Case Study: Monetary & Non-Monetary in Tandem

In the case of Dish v Shava, the Commercial List was asked to enforce a judgment against a number of Ontario parties that included both monetary and non-monetary elements. The defendants had operated a service that was alleged to have unlawfully captured and transmitted broadcasts of the plaintiffs’ television channels. The plaintiffs litigated in Virginia and obtained a judgment against Ontario parties for monetary damages as well as an injunction against further copyright and trademark infringement.

The defendants contested enforcement on three grounds: the Virginia Court did not have jurisdiction, the judgment had been procured by fraud, and because the defendants had not received proper notice of the proceeding, there had been a denial of natural justice. Had any of these grounds been made out, the judgment would not have been enforced. However, the Court rejected each ground:

  • Jurisdiction: The Court noted the defendants’ family member, a Virginia resident, was their exclusive distributor in the US, and they had also leased server space from a Virginia web-hosting service. These were sufficient to establish a real and substantial connection, meaning that by Canadian standards, the Virginia Court had appropriately assumed jurisdiction.
  • Fraud: The Court held that the plaintiffs had not misled the Virginia Court to assume jurisdiction.
  • Natural Justice: The Court accepted the evidence that the Virginia claim had been delivered to the defendants’ home and that they unquestionably had notice of the claim, which constituted proper service by Ontario standards.

Lastly, the Ontario Court considered whether it should enforce the non-monetary relief, an injunction. The Court noted that the terms of the injunction were clear and specific, and there was no risk that the defendants would not be able to identify which actions were prohibited.
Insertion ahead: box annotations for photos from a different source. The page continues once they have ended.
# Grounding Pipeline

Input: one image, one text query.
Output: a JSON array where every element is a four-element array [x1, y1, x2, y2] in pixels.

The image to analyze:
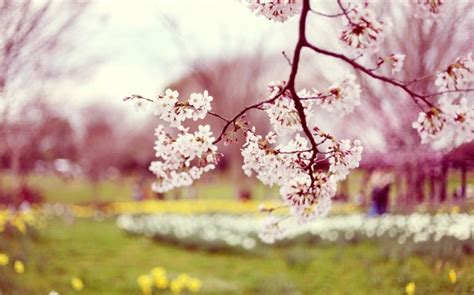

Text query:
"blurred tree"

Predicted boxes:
[[330, 0, 474, 205]]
The judgment was therefore enforced.

Conclusion

Jurisdiction and the enforcement of judgments have both become more flexible over time, but that flexibility requires careful consideration of the specific case: 

  • Where did the substance of the dispute happen?
  • What do any contracts relevant to the dispute say? 
  • If the litigation proceeds to trial, who are the witnesses who will need to testify, and where are they? 
  • Does the judgment to be enforced stand up to the scrutiny Ontario courts will give it?

Jurisdiction and the enforcement of judgments are issues that commonly arise in cross-border litigation, but they are by no means the only ones. If a plaintiff starts litigation in Ontario against foreign parties, they will need to determine how to properly serve them abroad (whether under the Hague Convention or otherwise.) If discovery or testimony is needed from parties or non-parties outside of the jurisdiction, letters rogatory or the proper process for summoning a witness in another jurisdiction will need to be used (for example, under Ontario’s Interprovincial Summonses Act or its equivalent in other provinces). Further considerations arise where parties in different jurisdictions have an agreement to arbitrate their disputes, for example, under the International Commercial Arbitration Act

Businesses and their counsel considering or responding to litigation against parties in other jurisdictions must plan carefully from the outset to determine where the litigation should proceed, what will be required when the right jurisdiction is decided, and how any judgment can be usefully enforced at the end of the proceeding.